Die Statistik zeige zwar, dass Ausländer krimineller seien als Schweizer. Im Artikel werde jedoch keine spezifische Bevölkerungsgruppe diskriminiert. Das Thema «kriminelle Asylbewerber» beschäftige die Bevölkerung. Eine Regionalzeitung müsse ein Thema aufgreifen, wenn dies «mehrere seriöse Quellen» bestätigen. Der Beschwerdegegner verwahrt sich gegen die Unterstellung, er sei ausländerfeindlich. Im Übrigen müssten abwertende Äusserungen eine «Mindestintensität erreichen», um als diskriminierend zu gelten. Auf die kritisierte Aussage bezüglich der Situation in anderen Kantonen geht die Beschwerdeantwort nicht ein.
D. Das Präsidium des Presserats wies den Fall der 1. Kammer zu, der Francesca Snider (Präsidentin), Dennis Bühler, Michael Herzka, Klaus Lange, Francesca Luvini, Casper Selg und David Spinnler angehören.
E. Die 1. Kammer des Presserats behandelte die Beschwerde an ihrer Sitzung vom 6. Juni 2017 sowie auf dem Korrespondenzweg.
II. Erwägungen
1. Ziffer 1 der «Erklärung» verlangt, dass sich Journalistinnen und Journalisten an die Wahrheit halten. Die ausführende Richtlinie 1.1 stellt die Wahrheitssuche ins Zentrum und verlangt zudem, dass verfügbare und zugängliche Daten beachtet werden. Im kritisierten Artikel der Zeitung «Fridolin» wird unter der Überschrift «Kriminalität» ein spezifisches Problem behauptet (besonders dreiste Form sowie Zunahme von Diebstählen). Der Autor verweist für diese Behauptung lediglich auf Gespräche an Stammtischen und auf der Strasse. Er verwendet auch keine der leicht zugänglichen offiziellen Daten. Gemäss den vom Autor angefragten Zuständigen der angeblich betroffenen Detailhändler und der Polizei besteht das Problem jedoch gar nicht.

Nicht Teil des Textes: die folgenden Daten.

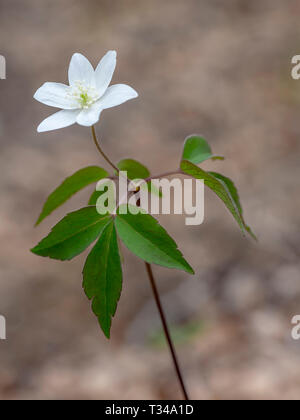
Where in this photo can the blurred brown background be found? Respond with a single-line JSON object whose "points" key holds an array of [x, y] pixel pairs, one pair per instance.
{"points": [[215, 67]]}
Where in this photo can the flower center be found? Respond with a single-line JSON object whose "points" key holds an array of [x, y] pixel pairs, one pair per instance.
{"points": [[83, 95]]}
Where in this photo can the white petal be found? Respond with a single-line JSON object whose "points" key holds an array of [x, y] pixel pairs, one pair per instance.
{"points": [[55, 94], [60, 119], [116, 95], [105, 70], [80, 69], [90, 116]]}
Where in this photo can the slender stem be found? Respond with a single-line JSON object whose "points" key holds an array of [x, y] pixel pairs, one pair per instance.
{"points": [[176, 172], [101, 151], [166, 330]]}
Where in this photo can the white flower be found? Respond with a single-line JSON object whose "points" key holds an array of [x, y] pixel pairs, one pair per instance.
{"points": [[88, 94]]}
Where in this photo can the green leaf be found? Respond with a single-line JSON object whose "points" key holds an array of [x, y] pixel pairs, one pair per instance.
{"points": [[135, 170], [235, 196], [143, 236], [217, 186], [102, 277], [73, 234], [196, 150], [69, 187]]}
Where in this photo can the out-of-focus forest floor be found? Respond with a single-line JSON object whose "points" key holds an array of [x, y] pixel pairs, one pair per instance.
{"points": [[220, 68]]}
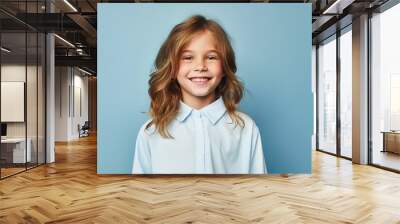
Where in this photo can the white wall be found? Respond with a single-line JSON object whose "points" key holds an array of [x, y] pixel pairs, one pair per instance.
{"points": [[70, 83]]}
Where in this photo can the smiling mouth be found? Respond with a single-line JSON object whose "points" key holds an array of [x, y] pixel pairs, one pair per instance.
{"points": [[200, 79]]}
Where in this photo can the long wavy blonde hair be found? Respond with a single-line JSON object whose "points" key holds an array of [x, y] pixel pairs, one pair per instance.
{"points": [[164, 89]]}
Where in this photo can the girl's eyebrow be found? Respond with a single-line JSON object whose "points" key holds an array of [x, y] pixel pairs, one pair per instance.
{"points": [[209, 51]]}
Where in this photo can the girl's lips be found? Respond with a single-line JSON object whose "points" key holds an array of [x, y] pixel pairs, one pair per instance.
{"points": [[200, 80]]}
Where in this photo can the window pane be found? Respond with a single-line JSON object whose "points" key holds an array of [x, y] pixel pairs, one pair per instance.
{"points": [[346, 93], [386, 88], [327, 96]]}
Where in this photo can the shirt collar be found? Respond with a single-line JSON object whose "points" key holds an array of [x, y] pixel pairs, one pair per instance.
{"points": [[213, 111]]}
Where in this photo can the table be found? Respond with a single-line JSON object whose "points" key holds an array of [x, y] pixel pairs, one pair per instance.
{"points": [[16, 147]]}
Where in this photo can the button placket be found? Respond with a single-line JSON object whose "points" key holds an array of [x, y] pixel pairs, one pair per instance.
{"points": [[199, 142]]}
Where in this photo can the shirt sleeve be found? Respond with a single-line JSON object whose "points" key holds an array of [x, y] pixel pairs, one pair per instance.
{"points": [[257, 160], [142, 156]]}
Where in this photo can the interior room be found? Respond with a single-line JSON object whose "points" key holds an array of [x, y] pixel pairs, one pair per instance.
{"points": [[49, 135]]}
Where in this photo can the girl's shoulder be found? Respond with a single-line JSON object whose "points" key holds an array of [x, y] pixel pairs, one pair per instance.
{"points": [[248, 121], [147, 128]]}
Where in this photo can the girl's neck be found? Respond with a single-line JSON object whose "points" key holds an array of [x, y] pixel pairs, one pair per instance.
{"points": [[198, 102]]}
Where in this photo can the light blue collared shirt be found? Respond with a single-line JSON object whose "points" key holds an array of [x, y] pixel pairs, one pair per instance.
{"points": [[205, 141]]}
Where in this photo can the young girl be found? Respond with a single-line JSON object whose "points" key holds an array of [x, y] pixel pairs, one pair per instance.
{"points": [[194, 126]]}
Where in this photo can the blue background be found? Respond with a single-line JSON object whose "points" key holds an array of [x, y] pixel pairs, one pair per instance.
{"points": [[272, 43]]}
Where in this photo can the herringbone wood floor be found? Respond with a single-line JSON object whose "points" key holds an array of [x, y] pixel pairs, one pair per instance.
{"points": [[70, 191]]}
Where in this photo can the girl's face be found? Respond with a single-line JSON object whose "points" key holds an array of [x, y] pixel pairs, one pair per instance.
{"points": [[200, 69]]}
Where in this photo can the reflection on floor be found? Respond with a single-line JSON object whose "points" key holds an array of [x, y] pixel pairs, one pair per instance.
{"points": [[70, 191], [386, 159], [10, 169]]}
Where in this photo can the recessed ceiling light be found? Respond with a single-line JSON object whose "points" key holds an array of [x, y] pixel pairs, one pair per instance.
{"points": [[71, 6], [5, 50]]}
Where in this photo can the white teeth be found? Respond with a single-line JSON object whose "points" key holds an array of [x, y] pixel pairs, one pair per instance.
{"points": [[199, 79]]}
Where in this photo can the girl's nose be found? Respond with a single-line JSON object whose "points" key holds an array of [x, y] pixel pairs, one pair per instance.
{"points": [[201, 66]]}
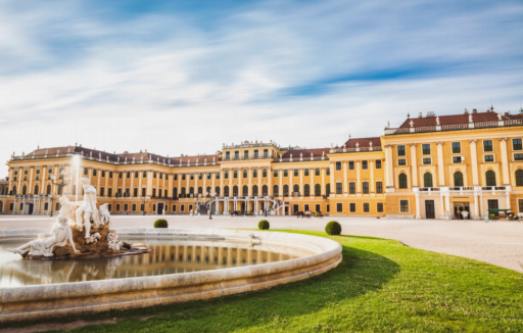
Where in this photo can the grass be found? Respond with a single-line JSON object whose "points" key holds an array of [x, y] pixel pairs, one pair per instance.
{"points": [[381, 286]]}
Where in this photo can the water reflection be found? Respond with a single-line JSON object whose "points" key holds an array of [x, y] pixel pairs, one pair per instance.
{"points": [[163, 259]]}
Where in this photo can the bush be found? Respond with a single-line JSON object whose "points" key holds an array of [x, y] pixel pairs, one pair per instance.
{"points": [[333, 228], [264, 225], [161, 223]]}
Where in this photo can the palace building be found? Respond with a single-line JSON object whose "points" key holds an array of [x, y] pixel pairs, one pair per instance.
{"points": [[429, 167]]}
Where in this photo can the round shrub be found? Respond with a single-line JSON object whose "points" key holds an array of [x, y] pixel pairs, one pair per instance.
{"points": [[333, 228], [264, 225], [161, 223]]}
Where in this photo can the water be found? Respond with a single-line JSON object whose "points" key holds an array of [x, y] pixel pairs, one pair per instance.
{"points": [[165, 258]]}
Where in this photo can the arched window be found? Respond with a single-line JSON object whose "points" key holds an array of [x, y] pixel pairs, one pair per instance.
{"points": [[490, 178], [317, 190], [306, 190], [427, 180], [458, 179], [519, 177], [402, 180], [285, 190], [296, 190]]}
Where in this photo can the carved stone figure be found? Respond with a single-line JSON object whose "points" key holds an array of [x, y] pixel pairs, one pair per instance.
{"points": [[90, 237], [61, 235]]}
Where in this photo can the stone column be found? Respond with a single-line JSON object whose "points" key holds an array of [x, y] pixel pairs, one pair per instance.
{"points": [[249, 181], [358, 176], [504, 162], [414, 166], [389, 179], [474, 163], [372, 185], [345, 178], [301, 171], [322, 172], [441, 165]]}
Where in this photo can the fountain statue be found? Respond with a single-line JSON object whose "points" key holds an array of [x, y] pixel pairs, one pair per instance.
{"points": [[81, 230]]}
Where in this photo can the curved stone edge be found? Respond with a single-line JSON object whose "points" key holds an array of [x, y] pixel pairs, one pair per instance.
{"points": [[54, 300]]}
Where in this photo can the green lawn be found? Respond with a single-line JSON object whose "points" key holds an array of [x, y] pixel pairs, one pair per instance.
{"points": [[381, 286]]}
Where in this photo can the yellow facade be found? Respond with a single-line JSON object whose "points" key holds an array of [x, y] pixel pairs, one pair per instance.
{"points": [[430, 167]]}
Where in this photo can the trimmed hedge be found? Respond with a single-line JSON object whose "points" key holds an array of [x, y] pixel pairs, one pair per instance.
{"points": [[264, 225], [161, 223], [333, 228]]}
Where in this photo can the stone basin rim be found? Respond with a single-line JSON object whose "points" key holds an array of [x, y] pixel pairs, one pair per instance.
{"points": [[326, 254]]}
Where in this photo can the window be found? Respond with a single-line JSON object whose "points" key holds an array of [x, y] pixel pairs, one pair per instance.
{"points": [[401, 150], [402, 181], [456, 147], [458, 179], [517, 144], [379, 187], [487, 145], [519, 177], [404, 206], [427, 180], [317, 190], [339, 188], [365, 187], [425, 148], [490, 178], [352, 188]]}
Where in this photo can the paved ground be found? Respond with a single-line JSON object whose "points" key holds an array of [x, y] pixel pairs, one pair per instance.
{"points": [[498, 243]]}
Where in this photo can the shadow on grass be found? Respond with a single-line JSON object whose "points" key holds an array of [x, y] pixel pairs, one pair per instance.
{"points": [[360, 272]]}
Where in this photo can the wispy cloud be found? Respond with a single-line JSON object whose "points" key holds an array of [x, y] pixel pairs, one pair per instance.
{"points": [[175, 77]]}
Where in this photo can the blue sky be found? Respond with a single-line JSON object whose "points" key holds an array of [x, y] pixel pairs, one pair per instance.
{"points": [[185, 76]]}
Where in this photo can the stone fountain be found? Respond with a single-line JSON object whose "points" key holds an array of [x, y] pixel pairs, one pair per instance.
{"points": [[81, 230]]}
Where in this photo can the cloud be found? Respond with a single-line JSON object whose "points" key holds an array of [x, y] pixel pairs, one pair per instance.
{"points": [[175, 79]]}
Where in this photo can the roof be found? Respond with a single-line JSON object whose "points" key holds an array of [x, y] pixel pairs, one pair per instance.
{"points": [[456, 119], [374, 141]]}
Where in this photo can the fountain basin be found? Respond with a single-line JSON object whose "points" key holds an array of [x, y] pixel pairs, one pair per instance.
{"points": [[308, 256]]}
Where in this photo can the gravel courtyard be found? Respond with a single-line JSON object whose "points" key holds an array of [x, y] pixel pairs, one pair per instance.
{"points": [[498, 243]]}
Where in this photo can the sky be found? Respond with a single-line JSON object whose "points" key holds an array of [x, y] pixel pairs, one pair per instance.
{"points": [[184, 77]]}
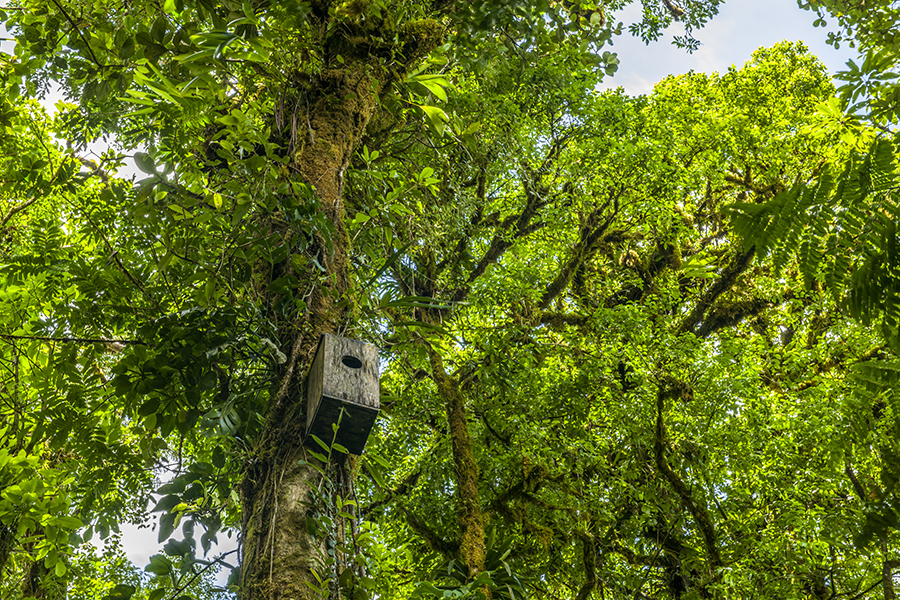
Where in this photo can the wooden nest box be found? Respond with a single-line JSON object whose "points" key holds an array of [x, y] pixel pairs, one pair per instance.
{"points": [[343, 375]]}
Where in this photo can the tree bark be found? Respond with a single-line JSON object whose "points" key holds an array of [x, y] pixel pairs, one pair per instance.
{"points": [[468, 505], [281, 557]]}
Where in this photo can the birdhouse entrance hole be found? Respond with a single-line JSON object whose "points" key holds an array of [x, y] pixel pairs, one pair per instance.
{"points": [[351, 362], [342, 389]]}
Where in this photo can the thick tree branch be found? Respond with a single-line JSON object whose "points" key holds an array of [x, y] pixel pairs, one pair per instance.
{"points": [[468, 504], [729, 276], [591, 231]]}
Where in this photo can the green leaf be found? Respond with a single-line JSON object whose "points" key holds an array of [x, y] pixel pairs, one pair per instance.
{"points": [[145, 163]]}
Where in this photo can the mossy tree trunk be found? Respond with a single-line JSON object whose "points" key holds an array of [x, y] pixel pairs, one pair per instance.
{"points": [[280, 555]]}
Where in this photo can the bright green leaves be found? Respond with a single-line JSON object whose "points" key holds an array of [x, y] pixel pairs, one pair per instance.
{"points": [[34, 505]]}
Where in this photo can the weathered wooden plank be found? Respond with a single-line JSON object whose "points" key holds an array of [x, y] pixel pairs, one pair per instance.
{"points": [[343, 375]]}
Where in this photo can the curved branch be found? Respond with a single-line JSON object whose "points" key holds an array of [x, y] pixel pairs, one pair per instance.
{"points": [[698, 511]]}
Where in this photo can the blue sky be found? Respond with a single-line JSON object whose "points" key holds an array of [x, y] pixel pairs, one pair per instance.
{"points": [[741, 27]]}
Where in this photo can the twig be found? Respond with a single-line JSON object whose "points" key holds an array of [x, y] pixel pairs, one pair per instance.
{"points": [[78, 31], [16, 209], [40, 338]]}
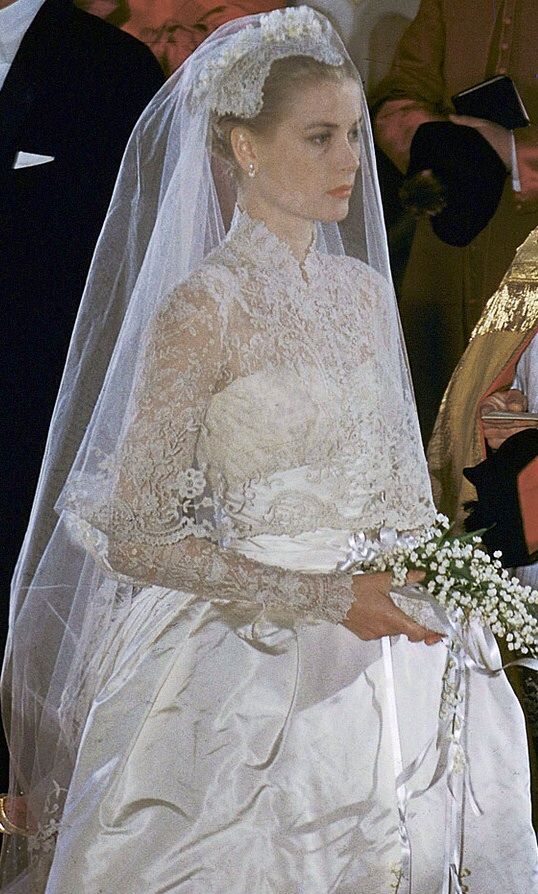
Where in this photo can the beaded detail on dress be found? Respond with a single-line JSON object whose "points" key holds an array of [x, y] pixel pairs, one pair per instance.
{"points": [[269, 403]]}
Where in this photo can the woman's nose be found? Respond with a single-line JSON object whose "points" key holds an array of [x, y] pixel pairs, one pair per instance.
{"points": [[349, 158]]}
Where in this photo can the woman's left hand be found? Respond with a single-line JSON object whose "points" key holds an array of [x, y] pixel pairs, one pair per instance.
{"points": [[497, 431]]}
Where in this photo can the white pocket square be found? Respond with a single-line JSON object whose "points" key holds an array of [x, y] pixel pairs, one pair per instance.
{"points": [[29, 159]]}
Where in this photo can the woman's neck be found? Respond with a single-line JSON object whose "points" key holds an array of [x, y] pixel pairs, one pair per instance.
{"points": [[294, 231]]}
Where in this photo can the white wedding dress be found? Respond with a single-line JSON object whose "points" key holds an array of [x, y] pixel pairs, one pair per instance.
{"points": [[238, 740]]}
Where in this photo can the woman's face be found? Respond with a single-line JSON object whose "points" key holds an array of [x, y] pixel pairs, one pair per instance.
{"points": [[306, 166]]}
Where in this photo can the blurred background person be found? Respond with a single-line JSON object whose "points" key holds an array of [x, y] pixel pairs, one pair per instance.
{"points": [[72, 88], [498, 371], [450, 46], [173, 28]]}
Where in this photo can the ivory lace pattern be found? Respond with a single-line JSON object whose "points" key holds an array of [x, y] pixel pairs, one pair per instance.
{"points": [[269, 402]]}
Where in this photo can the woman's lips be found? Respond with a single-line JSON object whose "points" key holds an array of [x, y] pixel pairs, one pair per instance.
{"points": [[341, 192]]}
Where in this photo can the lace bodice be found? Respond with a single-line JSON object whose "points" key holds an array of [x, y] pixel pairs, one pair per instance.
{"points": [[270, 403]]}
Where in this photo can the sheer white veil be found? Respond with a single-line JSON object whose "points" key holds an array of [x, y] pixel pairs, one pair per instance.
{"points": [[171, 206]]}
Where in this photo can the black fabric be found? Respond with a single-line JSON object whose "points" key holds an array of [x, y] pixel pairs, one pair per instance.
{"points": [[74, 91], [457, 176], [497, 508]]}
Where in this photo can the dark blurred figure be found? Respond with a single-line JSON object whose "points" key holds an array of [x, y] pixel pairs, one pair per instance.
{"points": [[72, 88], [450, 46]]}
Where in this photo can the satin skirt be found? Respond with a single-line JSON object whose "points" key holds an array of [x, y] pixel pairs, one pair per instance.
{"points": [[223, 756]]}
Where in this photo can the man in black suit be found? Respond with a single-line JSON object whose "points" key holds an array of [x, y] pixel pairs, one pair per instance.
{"points": [[72, 88]]}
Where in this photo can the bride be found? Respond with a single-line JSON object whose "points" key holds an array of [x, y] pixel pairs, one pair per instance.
{"points": [[200, 699]]}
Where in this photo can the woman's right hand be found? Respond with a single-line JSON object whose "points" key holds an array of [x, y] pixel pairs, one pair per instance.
{"points": [[374, 614]]}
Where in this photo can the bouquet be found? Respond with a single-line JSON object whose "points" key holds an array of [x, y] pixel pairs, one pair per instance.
{"points": [[460, 576]]}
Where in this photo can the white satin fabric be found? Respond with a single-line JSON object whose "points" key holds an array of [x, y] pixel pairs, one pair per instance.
{"points": [[225, 758]]}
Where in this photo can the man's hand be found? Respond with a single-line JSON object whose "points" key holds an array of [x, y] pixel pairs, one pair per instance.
{"points": [[497, 136], [496, 431], [374, 614]]}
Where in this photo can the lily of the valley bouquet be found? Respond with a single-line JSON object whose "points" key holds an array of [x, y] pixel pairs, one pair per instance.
{"points": [[461, 581]]}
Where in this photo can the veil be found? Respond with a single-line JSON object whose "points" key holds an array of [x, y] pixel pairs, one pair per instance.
{"points": [[172, 205]]}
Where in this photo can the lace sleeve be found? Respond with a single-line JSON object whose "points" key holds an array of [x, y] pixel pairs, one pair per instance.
{"points": [[163, 527]]}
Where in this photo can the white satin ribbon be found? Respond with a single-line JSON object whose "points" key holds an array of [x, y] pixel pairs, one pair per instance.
{"points": [[473, 650]]}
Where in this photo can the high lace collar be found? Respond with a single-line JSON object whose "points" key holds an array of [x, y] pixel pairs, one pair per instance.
{"points": [[252, 239]]}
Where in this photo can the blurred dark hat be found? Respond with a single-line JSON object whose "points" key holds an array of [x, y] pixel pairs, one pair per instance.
{"points": [[456, 178]]}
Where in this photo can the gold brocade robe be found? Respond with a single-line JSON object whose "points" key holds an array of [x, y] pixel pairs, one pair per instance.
{"points": [[508, 324], [451, 45]]}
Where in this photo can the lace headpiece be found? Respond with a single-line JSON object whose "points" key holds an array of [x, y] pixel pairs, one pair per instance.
{"points": [[233, 83]]}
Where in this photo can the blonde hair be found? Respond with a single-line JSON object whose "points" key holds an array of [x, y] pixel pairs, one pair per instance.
{"points": [[284, 79]]}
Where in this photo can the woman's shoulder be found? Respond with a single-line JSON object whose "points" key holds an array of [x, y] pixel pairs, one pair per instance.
{"points": [[208, 288]]}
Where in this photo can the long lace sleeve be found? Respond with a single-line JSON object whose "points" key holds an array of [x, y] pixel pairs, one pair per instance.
{"points": [[164, 525]]}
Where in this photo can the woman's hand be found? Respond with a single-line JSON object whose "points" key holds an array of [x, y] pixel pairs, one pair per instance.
{"points": [[374, 614], [498, 137], [496, 431]]}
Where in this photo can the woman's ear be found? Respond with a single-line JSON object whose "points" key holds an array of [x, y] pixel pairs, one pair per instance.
{"points": [[245, 150]]}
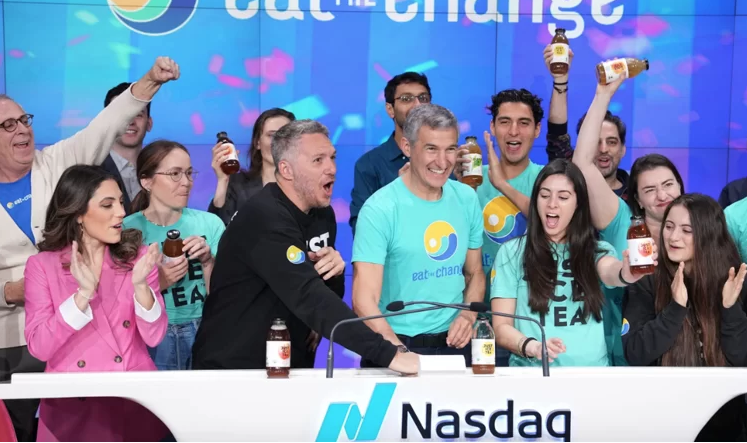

Durch den Titel sowie durch die einleitenden und abschliessenden Paragrafen entsteht für die Leserinnen und Leser klar der Eindruck, dass Asylbewerber in der geschilderten Art und in bedeutendem Umfang Ladendiebstähle begehen würden. Der Autor kann dies nicht belegen, die zitierten Aussagen widerlegen die Behauptung eindeutig. Damit sind die Wahrheitspflicht und das Gebot der Wahrheitssuche (Ziffer 1 der «Erklärung») klar verletzt.
2. Ziffer 3 der «Erklärung der Pflichten der Journalistinnen und Journalisten» verlangt, dass Journalisten nur Informationen aus ihnen bekannten Quellen verwenden, keine wichtigen Elemente von Informationen unterschlagen und Tatsachen nicht entstellen. Gemäss Richtlinie 3.1 ist die Überprüfung und Bezeichnung einer Quelle im Interesse des Publikums unerlässlich. Für deren Geheimhaltung muss zudem ein überwiegendes Interesse gegeben sein. Aus dem Zeitungsartikel geht nicht hervor, dass der Autor sich auf ihm bekannte und überprüfte Quellen stützt. Die erwähnten «direkt betroffenen Personen» bleiben für die Leser gänzlich unkonkret und nebulös, sodass sie nicht als bekannte Quelle gelten können, zumal es sich bei den mutmasslich Geschädigten um Unternehmen handelt. Diejenigen Personen, welche mandatiert sind, für die Firmen zu sprechen, ebenso wie der Vertreter der Polizei widerlegen die zentralen Aussagen des Artikels. Auch für Aussagen zur Situation in anderen Kantonen werden keinerlei Belege angeführt. Die Verweise in der Beschwerdeantwort auf einen ehemaligen Geschäftsführer und weitere Angestellte hätten bereits in den Artikel einfliessen können, ohne diese Quellen preiszugeben. Selbst dann hätte der Autor jedoch erläutern müssen, weshalb er die anonymen Quellen für glaubwürdiger hält als die zitierten offiziellen. Ziffer 3 der «Erklärung» sowie Richtlinie 3.1 sind verletzt.
3. Ebenso verletzt ist zudem das Diskriminierungsverbot gemäss Ziffer 8 der «Erklärung der Pflichten der Journalistinnen und Journalisten». Gemäss Richtlinie 8.2 ist die Nennung der Herkunft zu unterlassen, sofern damit «negative Werturteile verallgemeinert und damit Vorurteile gegenüber Minderheiten verstärkt» werden. Mit der pauschalen, nicht plausibel begründeten Kriminalisierung einer Gruppe von Menschen ausländischer Herkunft, den Asylbewerbern, wurde diese Bestimmung missachtet.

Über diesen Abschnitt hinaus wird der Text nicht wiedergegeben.